Page Table Structure and Hardware Support

Page Table Structure and Hardware Support:

Different operating systems have different methods for implementing page tables. Most allocate a page table per process. A pointer to page table of each process is maintained with all of the other register values associated with the process and stored in its PCB.

Reloading these register values and defining the correct hardware page table values from the stored process/user page table is part of a context-switch.

The actual implementation of the page table can be accomplished in several different ways. The simplest technique involves defining a dedicated set of registers to be used as the page table. Since every memory access requires going through the page table, these registers need very high-speed logic associated with them to make the address translation efficient. This register technique works reasonably well if the size of page table is relatively small.

Most modern systems allow extremely large page tables i.e. a million entries or more. r;6r such machines, the register implementation of the page table is not feasible primarily due to cost considerations. Instead of registers such machines keep the page table in main memory and use a page table base register (PTBR) to maintain a pointer to the page table. Changing page tables during a context switch requires changing only the value in this register rather than physically loading a large number of registers.

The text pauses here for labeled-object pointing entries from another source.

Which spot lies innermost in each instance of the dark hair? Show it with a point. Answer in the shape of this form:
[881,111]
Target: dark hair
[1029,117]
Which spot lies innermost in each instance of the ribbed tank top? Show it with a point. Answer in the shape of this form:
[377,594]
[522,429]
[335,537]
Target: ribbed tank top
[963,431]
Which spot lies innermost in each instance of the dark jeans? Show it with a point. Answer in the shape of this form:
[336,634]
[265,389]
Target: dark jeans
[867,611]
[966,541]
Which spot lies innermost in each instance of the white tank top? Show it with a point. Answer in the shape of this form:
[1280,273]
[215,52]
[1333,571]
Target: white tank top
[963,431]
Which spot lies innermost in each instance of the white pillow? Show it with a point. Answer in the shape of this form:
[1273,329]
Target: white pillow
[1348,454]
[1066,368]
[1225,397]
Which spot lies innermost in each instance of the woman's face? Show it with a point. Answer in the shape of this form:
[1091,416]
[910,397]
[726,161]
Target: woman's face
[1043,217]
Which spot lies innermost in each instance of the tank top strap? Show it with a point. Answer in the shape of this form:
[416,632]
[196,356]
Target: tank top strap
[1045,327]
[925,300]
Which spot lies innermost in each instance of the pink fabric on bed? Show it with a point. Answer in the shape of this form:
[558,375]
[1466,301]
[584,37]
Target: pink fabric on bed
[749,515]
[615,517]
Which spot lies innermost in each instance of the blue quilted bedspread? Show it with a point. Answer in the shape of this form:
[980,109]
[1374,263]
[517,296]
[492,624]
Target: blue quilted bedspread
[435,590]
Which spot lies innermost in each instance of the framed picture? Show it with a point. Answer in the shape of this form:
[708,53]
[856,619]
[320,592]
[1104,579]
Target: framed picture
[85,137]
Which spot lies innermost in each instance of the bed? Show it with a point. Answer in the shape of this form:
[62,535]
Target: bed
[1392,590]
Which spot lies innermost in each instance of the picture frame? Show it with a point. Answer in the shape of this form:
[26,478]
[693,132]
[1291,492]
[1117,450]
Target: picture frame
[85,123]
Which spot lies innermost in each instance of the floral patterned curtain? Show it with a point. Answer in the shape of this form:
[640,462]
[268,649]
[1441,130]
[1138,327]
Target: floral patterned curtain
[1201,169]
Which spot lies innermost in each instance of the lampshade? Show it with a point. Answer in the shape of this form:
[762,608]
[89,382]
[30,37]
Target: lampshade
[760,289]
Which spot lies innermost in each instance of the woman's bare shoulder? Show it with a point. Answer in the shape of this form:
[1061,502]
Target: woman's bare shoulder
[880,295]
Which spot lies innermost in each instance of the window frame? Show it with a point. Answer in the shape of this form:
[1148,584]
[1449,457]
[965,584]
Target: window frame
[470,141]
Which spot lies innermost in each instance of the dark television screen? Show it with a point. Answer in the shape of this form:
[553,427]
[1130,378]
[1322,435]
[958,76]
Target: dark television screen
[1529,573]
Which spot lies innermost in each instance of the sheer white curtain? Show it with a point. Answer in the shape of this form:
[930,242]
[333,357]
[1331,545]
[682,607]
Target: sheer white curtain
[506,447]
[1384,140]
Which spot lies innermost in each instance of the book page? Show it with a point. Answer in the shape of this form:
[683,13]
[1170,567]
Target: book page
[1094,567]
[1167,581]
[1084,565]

This approach has an inherent problem with the time that is required to access a logical memory address. To access logical address n, access must first be into the page table using the PTBR offset by the logical page number in which n is located. This requires a memory access. This access provides the physical frame number in which the logical page holding n is currently located. Then the memory access to this address occurs. This scheme requires two memory accesses for every logical address generated by the CPU. This doubles the time required to perform a physical memory access when the CPU generates a logical address. Such an increase in the time required to perform a memory access is not tolerable.

The standard solution to this problem is to use content-associative memory (CAM). It is also called content-addressable memory, associative registers or translation look-aside buffers (TLBs). CAM is built from extremely high-speed memory where each cell (these can be thought of as registers) consists of two parts: a key and a value.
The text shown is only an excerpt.